We must create ways of thinking and acting both locally and globally at
the same time.
One of the most exciting
movements fighting corporate globalization formed in February of 1998,
when peoples' movements from all continents met in Geneva and launched
a worldwide coordination of resistance called Peoples' Global Action
Against "Free" Trade and the World Trade Organization (PGA).
In their literature they emphasize four major points:
(1) A very clear
rejection of the WTO and other neoliberal trade agreements as active promoters
of a socially and environmentally destructive globalization; (2) A confrontational
attitude, since we do not think that lobbying can have a major impact in
such biased and undemocratic organizations, in which transnational capital
is the only real policy-maker; (3) A call to non-violent civil disobedience
and the construction of local alternatives by local people as answers to
the action of governments and corporations; (4) An organizational philosophy
based on decentralization and autonomy.
PGA intends to serve
as a global instrument for communication and co-ordination for all those
fighting against the destruction of humanity and the planet by the global
market, as well as building up local alternatives and peoples' power. Their
first call to action was the June 18th
protests against the G8 summit in Germany. Movements ranging from the Chikoko
Movement in Nigeria to the Pakistani trade unions, from the Argentinian
churches to a broad coalition of social movements in London, occupied the
financial centers of their cities to reject the rule of the G8. Such coordinated
resistance in a total of 41 countries showed that the process of converging
our movements is gaining strength and speed. Even as this article goes
to press, PGA is organizing at their second conference in Bangalore, India
for the WTO meeting in Seattle and beyond.
"Not
Pespi/Coke, we want water!"
cries
the National Alliance of People's Movements in India. They are calling
for India to quit the WTO and campaign for an alternative institution to
regulate world-trade in a democratic, pro-people and environmentally sustainable
way. They believe all transnational corporations should be forced out of
India and have called for a boycott on all TNCs goods.
This
is in stark contrast with those who hold hope of achieving justice through
reforming the WTO. Reforms lead nowhere when corporations and their governmental
counterparts are in charge. We need to globalize solidarity and liberation
not capitalism, and fight for a participatory and sustainable global village.

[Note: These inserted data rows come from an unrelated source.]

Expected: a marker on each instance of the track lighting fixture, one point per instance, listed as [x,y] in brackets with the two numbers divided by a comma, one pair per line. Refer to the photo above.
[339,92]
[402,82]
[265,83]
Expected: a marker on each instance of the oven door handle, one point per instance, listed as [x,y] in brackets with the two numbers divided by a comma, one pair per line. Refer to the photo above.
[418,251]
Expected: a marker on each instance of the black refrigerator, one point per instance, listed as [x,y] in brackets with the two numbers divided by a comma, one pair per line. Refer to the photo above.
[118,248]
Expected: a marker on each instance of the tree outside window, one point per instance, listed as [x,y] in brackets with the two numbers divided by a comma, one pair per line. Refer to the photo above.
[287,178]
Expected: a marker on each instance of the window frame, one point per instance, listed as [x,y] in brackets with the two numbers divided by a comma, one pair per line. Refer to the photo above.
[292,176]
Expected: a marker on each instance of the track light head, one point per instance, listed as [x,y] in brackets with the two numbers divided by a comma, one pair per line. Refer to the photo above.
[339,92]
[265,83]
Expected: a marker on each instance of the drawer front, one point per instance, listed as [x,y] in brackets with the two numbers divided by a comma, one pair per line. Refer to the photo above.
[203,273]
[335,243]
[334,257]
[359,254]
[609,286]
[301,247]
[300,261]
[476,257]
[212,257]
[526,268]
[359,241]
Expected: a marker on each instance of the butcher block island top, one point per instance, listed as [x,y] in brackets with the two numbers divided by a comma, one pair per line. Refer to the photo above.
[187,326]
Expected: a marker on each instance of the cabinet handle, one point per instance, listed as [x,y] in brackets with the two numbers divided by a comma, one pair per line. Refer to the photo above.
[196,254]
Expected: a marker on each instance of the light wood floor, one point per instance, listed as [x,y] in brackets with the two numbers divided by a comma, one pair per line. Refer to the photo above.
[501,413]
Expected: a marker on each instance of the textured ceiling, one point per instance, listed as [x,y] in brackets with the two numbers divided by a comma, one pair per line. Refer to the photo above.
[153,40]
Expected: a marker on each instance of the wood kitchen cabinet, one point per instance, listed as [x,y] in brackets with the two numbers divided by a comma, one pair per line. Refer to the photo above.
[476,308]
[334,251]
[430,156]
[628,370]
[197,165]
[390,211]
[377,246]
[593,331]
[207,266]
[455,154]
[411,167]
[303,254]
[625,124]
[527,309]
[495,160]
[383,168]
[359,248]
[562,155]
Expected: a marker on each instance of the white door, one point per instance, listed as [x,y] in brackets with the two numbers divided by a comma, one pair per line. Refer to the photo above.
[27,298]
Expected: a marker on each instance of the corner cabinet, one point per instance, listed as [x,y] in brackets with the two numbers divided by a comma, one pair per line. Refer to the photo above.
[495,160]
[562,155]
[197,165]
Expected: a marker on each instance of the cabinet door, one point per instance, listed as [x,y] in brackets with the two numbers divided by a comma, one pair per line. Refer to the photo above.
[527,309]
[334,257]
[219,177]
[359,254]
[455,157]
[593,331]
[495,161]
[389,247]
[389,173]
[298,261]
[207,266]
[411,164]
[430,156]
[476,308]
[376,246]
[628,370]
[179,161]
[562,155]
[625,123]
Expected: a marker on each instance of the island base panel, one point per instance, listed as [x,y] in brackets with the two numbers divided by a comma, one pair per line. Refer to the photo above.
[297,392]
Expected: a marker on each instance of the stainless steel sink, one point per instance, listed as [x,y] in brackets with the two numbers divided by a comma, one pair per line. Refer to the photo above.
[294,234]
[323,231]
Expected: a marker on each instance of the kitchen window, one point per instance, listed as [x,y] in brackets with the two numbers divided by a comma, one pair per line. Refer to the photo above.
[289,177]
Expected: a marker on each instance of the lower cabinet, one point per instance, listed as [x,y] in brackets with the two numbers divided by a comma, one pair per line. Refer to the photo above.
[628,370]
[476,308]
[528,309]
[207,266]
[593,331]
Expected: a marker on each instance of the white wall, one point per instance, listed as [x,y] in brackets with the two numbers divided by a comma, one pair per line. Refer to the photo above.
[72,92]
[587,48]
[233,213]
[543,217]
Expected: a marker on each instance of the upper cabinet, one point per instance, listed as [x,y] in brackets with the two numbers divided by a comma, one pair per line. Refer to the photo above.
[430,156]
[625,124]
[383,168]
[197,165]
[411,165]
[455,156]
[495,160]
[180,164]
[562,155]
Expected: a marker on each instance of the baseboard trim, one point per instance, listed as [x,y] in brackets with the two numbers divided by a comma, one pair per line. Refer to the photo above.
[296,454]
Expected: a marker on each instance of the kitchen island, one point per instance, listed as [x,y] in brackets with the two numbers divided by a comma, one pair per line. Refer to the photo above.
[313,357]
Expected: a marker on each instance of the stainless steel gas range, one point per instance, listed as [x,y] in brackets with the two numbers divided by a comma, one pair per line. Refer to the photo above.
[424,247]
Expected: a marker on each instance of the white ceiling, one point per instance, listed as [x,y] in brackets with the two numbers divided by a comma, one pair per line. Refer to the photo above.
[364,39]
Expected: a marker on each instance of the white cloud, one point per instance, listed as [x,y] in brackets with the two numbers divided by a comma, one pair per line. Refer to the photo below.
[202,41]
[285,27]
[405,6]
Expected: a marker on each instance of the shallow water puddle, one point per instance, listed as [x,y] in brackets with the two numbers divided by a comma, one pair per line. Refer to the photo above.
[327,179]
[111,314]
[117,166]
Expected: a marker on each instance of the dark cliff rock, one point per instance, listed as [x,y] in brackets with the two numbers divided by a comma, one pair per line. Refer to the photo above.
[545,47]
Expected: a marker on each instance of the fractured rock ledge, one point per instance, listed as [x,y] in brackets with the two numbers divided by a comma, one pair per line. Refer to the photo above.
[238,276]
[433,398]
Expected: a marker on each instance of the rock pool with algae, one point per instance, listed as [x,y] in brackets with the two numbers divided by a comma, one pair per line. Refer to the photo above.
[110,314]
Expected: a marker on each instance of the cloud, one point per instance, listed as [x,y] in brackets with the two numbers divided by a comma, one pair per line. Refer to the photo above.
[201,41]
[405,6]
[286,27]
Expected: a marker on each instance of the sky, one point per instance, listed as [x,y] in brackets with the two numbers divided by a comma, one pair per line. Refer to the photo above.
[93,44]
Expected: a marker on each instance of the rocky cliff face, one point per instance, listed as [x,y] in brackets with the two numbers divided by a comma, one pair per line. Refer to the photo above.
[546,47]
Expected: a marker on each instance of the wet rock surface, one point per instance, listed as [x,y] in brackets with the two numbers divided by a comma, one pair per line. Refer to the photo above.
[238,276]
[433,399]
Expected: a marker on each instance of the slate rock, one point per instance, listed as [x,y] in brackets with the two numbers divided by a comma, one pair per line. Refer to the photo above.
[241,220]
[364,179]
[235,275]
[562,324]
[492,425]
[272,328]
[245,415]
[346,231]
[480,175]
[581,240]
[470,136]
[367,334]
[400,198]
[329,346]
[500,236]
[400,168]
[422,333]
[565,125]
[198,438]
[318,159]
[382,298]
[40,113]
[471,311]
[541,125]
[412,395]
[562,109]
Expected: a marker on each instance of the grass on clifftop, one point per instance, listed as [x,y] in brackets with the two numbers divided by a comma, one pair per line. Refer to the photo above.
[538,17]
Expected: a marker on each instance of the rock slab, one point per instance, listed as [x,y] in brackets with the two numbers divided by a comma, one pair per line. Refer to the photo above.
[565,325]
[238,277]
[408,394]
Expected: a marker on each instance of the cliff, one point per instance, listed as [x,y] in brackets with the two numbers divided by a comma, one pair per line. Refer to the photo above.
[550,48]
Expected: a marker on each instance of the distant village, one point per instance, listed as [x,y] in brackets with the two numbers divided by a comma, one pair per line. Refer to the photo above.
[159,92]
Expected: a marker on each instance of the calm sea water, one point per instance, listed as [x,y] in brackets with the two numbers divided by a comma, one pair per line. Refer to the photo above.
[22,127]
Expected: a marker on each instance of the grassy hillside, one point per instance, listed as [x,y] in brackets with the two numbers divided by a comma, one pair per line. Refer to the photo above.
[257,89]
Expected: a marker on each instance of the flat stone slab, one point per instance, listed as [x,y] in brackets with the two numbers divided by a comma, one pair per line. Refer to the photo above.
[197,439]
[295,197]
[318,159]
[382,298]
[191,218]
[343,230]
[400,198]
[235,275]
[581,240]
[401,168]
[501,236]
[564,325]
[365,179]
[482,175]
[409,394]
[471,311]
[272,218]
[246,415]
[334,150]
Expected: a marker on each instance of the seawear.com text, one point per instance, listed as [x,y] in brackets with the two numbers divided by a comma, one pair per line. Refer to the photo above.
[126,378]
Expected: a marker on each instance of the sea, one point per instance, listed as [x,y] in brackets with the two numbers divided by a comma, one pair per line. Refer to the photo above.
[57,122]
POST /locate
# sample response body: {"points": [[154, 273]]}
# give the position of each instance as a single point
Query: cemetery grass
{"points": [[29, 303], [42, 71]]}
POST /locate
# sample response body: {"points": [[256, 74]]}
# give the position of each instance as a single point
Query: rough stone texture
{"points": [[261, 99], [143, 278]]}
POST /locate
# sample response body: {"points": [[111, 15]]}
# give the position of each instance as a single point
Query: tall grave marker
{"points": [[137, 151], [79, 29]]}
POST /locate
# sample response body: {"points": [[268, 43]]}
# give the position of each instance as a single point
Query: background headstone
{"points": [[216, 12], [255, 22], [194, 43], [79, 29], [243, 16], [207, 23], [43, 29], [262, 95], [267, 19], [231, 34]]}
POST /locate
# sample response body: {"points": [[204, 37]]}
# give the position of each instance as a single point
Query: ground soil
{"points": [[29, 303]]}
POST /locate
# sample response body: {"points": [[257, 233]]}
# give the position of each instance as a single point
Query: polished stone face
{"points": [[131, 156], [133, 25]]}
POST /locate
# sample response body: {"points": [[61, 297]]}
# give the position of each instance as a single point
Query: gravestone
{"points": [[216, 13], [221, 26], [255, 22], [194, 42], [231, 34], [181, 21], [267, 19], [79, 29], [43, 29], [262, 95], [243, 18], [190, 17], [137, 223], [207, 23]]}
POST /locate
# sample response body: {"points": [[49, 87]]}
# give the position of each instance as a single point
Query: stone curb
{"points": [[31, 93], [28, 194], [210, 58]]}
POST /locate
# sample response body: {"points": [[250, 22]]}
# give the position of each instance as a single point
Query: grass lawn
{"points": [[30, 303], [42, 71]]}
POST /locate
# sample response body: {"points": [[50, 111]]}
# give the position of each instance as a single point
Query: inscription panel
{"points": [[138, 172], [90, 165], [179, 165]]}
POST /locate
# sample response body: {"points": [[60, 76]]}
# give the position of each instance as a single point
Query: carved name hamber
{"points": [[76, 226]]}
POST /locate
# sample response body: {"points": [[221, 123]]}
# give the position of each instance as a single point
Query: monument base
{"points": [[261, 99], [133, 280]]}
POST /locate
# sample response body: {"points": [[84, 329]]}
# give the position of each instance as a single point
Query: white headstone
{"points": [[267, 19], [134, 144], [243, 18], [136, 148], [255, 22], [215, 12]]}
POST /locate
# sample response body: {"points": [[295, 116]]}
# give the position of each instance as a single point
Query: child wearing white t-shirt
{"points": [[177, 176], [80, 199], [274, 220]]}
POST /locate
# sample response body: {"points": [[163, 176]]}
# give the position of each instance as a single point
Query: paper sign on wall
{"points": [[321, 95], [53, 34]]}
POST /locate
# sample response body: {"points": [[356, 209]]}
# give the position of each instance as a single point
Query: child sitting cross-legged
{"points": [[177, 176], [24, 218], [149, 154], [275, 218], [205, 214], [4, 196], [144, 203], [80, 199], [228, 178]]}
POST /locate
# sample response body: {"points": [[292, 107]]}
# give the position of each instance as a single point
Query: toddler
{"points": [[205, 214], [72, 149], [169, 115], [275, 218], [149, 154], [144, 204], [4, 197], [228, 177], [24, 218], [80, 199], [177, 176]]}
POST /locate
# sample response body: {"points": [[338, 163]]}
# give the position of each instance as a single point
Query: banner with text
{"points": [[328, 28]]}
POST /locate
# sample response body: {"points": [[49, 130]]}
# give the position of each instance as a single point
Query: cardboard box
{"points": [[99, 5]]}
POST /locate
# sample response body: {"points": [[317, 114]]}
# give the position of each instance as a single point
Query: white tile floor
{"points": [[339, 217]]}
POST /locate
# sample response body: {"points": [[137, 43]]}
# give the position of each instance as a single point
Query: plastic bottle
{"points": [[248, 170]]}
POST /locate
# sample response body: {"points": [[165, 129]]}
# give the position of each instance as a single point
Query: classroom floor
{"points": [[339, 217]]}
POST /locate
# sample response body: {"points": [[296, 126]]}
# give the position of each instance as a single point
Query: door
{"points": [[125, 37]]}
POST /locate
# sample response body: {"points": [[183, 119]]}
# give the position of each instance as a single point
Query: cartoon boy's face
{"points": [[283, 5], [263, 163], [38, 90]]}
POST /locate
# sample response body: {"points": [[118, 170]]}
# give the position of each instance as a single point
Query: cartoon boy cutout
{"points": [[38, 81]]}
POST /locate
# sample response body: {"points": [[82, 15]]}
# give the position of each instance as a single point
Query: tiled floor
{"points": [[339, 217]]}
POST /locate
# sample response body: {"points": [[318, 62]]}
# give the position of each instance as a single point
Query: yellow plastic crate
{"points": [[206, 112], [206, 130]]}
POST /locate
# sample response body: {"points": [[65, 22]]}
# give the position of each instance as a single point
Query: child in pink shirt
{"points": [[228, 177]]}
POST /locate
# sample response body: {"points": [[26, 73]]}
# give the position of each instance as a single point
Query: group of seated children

The WTO must be shut down.
Over
the past two decades, people's movements have waged successful campaigns
against the operations of transnational corporations on numerous fronts
ranging from worldwide boycotts against Nestle on infant formula, bank
loans to South Africa, the battles against Union Carbide over the Bhopal
disaster in India, the repression of Coca-Cola workers in Guatemala, the
promotion of bio-tech milk products by chemical companies like Monsanto,
and the clear-cut logging and deforestation by Mitsubishi and MacMillan
Bloedel to name but a few. It is important to remember that these corporations
do not have infinite power, they are not inevitable. We live in a concrete
world, within time and space, with ongoing processes that we can affect.
We can shut down these bastards.
Just
a few years ago it may have seemed impossible to stop the Multilateral
Agreeement on Investment, a trade agreement that would have given corporations
the authority to sue countries for policies that placed people or the environment
over profits. And yet due to movements like those mentioned in this article
the MAI was shut down. WTO, you're next!